Home Loans and Mortgage Companies

A mortgage is a loan secured by real property such as a home. A mortgage company works in the business of creating these loans by screening applicants and obtaining the financing they need from banks and other financial institutions. The mortgage company runs a credit report on the prospective borrower; it also offers loans with interest rates and terms acceptable to the lender as well as the borrower. In return for these services it earns a fee or commission from the lender based on the value of the loan.

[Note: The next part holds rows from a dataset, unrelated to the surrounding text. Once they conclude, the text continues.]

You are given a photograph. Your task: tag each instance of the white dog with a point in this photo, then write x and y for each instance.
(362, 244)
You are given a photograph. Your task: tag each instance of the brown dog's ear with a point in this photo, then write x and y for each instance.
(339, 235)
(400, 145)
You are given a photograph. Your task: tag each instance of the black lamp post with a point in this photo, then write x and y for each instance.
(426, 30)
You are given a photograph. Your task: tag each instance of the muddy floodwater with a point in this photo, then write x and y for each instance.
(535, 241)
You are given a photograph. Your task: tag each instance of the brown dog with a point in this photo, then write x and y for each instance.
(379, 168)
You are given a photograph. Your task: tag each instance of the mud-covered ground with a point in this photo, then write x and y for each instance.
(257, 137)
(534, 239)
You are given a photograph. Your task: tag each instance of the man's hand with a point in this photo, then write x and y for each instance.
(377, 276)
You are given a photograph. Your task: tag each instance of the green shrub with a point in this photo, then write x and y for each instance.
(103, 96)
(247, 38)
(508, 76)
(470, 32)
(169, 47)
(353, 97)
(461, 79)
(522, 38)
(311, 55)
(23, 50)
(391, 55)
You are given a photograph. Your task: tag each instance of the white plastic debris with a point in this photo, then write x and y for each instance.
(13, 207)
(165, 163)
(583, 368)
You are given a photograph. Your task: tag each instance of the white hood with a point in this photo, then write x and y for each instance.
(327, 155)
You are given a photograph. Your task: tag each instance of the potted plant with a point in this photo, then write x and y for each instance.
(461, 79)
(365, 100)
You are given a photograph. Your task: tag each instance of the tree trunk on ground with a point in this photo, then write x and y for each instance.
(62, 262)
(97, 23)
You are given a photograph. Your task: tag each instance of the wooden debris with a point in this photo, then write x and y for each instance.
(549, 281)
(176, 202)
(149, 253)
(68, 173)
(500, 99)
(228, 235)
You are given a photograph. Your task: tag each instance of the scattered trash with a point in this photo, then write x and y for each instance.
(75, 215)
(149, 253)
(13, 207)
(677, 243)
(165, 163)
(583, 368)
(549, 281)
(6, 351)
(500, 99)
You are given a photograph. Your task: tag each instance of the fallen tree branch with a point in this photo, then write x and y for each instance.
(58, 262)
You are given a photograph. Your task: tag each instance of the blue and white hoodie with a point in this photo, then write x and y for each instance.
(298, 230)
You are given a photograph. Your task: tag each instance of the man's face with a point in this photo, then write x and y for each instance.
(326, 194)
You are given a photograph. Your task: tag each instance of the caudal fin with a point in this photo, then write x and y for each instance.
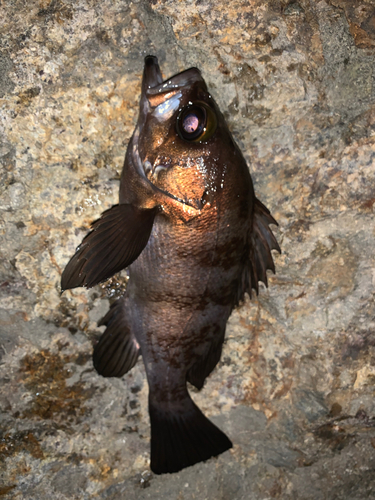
(183, 438)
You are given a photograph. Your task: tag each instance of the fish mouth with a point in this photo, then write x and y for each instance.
(151, 73)
(153, 84)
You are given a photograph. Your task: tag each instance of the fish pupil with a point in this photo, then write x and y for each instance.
(192, 122)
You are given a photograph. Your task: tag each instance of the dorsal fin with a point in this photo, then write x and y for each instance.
(262, 241)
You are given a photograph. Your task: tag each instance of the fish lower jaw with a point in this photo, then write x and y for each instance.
(152, 171)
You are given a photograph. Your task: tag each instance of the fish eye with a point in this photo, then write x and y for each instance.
(196, 122)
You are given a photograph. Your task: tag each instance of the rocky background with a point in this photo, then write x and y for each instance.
(295, 387)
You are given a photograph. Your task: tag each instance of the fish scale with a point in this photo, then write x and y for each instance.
(195, 239)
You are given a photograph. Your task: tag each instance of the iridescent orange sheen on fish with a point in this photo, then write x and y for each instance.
(195, 239)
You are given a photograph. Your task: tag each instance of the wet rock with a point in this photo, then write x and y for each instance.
(294, 389)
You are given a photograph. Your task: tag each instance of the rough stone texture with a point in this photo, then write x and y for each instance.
(295, 387)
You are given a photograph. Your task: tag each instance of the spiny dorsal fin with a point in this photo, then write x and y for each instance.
(262, 241)
(115, 241)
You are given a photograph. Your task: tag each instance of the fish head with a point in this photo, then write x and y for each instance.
(182, 144)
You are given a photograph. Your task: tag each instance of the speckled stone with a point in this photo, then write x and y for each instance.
(294, 389)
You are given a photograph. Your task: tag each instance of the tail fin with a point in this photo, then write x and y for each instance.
(183, 438)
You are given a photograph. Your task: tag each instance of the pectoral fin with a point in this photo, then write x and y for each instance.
(262, 241)
(116, 240)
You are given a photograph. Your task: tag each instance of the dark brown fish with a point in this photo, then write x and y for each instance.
(195, 239)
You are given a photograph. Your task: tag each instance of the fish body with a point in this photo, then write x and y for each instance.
(195, 239)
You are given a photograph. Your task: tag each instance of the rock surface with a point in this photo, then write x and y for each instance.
(295, 386)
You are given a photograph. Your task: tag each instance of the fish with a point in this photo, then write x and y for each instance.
(195, 240)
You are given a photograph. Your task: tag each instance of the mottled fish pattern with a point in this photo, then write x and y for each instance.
(195, 239)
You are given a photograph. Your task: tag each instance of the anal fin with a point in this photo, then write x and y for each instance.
(117, 350)
(115, 241)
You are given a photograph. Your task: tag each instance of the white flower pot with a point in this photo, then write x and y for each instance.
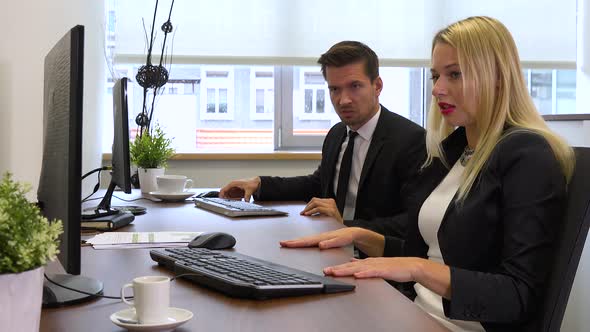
(20, 300)
(147, 179)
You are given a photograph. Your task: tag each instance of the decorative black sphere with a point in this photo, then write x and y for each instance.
(141, 119)
(167, 27)
(150, 76)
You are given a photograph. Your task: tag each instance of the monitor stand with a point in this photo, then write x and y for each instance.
(104, 213)
(57, 296)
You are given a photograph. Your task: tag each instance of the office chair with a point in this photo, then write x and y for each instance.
(570, 243)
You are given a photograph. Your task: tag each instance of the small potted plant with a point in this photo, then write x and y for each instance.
(150, 153)
(27, 241)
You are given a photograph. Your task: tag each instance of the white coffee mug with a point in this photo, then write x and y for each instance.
(151, 298)
(173, 183)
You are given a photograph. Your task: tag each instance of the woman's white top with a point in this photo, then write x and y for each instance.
(429, 220)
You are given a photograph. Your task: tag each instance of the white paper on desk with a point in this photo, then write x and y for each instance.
(120, 240)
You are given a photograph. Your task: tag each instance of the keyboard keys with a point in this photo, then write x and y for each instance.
(244, 276)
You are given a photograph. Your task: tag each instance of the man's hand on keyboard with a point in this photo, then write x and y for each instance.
(323, 206)
(238, 189)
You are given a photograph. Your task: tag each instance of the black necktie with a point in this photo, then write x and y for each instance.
(344, 175)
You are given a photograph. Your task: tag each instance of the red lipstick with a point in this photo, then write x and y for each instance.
(445, 108)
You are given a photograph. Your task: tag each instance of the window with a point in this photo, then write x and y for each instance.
(309, 97)
(262, 93)
(552, 90)
(217, 93)
(260, 89)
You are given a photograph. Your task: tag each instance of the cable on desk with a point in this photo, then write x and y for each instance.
(86, 293)
(106, 296)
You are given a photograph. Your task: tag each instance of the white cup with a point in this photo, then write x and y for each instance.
(151, 298)
(173, 183)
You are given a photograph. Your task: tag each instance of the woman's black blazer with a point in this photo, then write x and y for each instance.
(499, 242)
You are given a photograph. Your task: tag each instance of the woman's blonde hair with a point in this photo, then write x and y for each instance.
(491, 71)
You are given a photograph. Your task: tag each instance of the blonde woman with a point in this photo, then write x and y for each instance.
(490, 196)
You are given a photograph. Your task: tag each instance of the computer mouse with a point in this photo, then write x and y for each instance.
(212, 193)
(213, 240)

Mortgage companies serve a large market; for borrowers, they greatly simplify the process of securing a home loan. Because different banks have varying guidelines they impose on borrowers, the mortgage company facilitates the process by doing the needed screening and offering an appropriate range of home loans to the borrower. A borrower needs only to make a single application and deal with a single company instead of several banks, in order to secure the right loan. The mortgage company also serves lenders by finding customers that fit the lender's credit guidelines.

Title Company

A title insurance company insures the legal title to the property held by a homeowner. Employees of the title company carry out a title search that identifies the property's past ownership and discovers any outstanding tax issues, liens, court judgments or disputes concerning ownership of the land and buildings on the property. The title company certifies clear title and provides insurance to the lender as well as the buyer that the loan is free of any claims or encumbrances.

Title Risk

Title companies work for lenders and homeowners. Without the services of a title company, mortgage loans would be a much riskier proposition for both parties. If you buy a house without knowing about a claim or lien on the property, you risk taking on a large amount of debt as well as litigation over ownership, which may not go in your favor. In addition, the lender risks a default on the loan as well as the legal fees and costs incurred by any legal action over title, property taxes and other issues. Title insurance repays the lender for the full amount of the mortgage if the borrower loses title to the home; it indemnifies the homeowner for the market value of the property.